Doesn't the M16A2 and A4 have Safe/Semi/Burst fire modes? They would still be considered assault rifles.
Yes, but you can't buy one in most states. In others, you still need to get an ATF tax stamp and approval process that takes months to years, which can be denied for no reason. And you also need to find one for sale, since all automatic firearms made after 1984 are illegal. When you do find one, and did get the tax stamp, be ready to pony up $10k+.
And that near-religious reverence for the literal words of the Constitution is also the millstone around America's neck.
Seriously, politicians don't argue about outcomes or statistics or real people's lives, everything is based on this 200 year old piece of paper. It's aggressively anti-empirical and it's the root of American anti-intellectualism.
The whole Republican campaign against Obamacare is rooted in constitutional objections. Did the Framers have an opinion about socialized medicine? No. Did the Framers have any of the information that would be helpful in forming an opinion about it? No.
Other countries have constitutions, it's true. But they tend to cover the rights of the citizen and the rules of elections.

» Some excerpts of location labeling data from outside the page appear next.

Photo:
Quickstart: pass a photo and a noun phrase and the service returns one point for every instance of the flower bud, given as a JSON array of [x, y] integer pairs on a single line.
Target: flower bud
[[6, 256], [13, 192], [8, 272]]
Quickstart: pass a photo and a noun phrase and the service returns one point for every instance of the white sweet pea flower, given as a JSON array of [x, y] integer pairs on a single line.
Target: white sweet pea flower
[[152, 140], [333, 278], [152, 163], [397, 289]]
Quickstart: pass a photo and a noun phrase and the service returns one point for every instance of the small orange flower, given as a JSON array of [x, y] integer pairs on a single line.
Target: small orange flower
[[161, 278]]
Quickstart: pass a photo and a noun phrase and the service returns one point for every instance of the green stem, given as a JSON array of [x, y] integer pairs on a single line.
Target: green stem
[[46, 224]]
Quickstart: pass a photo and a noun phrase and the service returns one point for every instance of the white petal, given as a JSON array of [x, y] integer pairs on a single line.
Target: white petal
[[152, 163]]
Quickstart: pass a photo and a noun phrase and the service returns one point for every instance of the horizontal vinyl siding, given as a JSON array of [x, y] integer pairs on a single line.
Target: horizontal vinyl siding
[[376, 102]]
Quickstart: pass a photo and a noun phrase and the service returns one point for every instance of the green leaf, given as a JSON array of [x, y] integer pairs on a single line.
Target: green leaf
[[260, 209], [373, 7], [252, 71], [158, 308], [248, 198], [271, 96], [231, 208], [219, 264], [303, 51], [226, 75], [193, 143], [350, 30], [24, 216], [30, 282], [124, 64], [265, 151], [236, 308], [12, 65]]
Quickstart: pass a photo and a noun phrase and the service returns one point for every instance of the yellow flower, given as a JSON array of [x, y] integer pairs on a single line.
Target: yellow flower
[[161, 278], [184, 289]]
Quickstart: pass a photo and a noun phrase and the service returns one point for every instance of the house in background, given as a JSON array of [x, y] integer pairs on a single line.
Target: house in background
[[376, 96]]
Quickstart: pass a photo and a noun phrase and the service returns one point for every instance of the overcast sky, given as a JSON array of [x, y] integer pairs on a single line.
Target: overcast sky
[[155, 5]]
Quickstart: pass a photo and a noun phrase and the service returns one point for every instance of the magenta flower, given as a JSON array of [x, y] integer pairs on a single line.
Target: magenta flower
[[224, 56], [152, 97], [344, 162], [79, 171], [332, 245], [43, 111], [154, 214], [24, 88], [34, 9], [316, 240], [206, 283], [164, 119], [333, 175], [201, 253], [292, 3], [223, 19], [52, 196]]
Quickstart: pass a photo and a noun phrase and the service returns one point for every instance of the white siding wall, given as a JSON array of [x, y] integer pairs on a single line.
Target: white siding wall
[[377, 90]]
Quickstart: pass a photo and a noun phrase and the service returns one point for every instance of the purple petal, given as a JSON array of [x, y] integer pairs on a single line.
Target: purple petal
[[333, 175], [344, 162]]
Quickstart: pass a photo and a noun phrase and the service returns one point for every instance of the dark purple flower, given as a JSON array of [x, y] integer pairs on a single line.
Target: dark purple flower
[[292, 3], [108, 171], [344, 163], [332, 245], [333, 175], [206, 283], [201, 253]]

Politicians don't have to view every single law through the lens of an eighteenth-century document.
Before I begin, I do want so say that I agree we should not view he constitution as infallible and unchangable. Nor have we, historically. There's a host of amendments that have been added since the document was drafted, and there will absolutely be more. It begins to get dangerous to hope that a simple majority should be able to rewrite parts of that, though. Tyranny of the majority, and all that.
There's also a lot of people who believe in the principle of an armed populace, and feel that deaths as a result of that right are not something that can be measured against the value of it.
The sane ones in that camp (like myself), understand that things absolutely need to be done to minimize the casualties while also maintaining the right, hence my suggestion in the OP.
the constitution isn't really the problem since it's generally worded in such a way as to allow diverse interpretations to exist. the problem is conservative interpretations.
"a well-regulated militia being necessary to the security of a free state" is the opening line of the second amendment, and for quite a while we had reasonable gun laws because SCOTUS used that phrasing and the historical context of the way 18th century militias were armed and organized in their rulings.
then the NRA became a serious political force and hijacked the republican party who appointed federal judges and justices incubated in an extremist school of political thought, and now that opening clause might as well not exist.
it could easily go back the other way with the right kind of judicial appointees, who could rule that the second amendment was not intended to provide the right for a citizen to own arbitrary numbers of any kind of gun they like and carry them in public whether concealed or in the open.
Did you just ignore my post earlier?
There's reams of case law regarding almost every aspect of the 2nd Amendment. It's not just one decision that can change all of it with a single stroke. That's not how courts work. They'd essentially need to undo almost all of it, one at a time, in order to get to a point you're describing.
What you are describing is what an amendment is, not a SCOTUS decision is.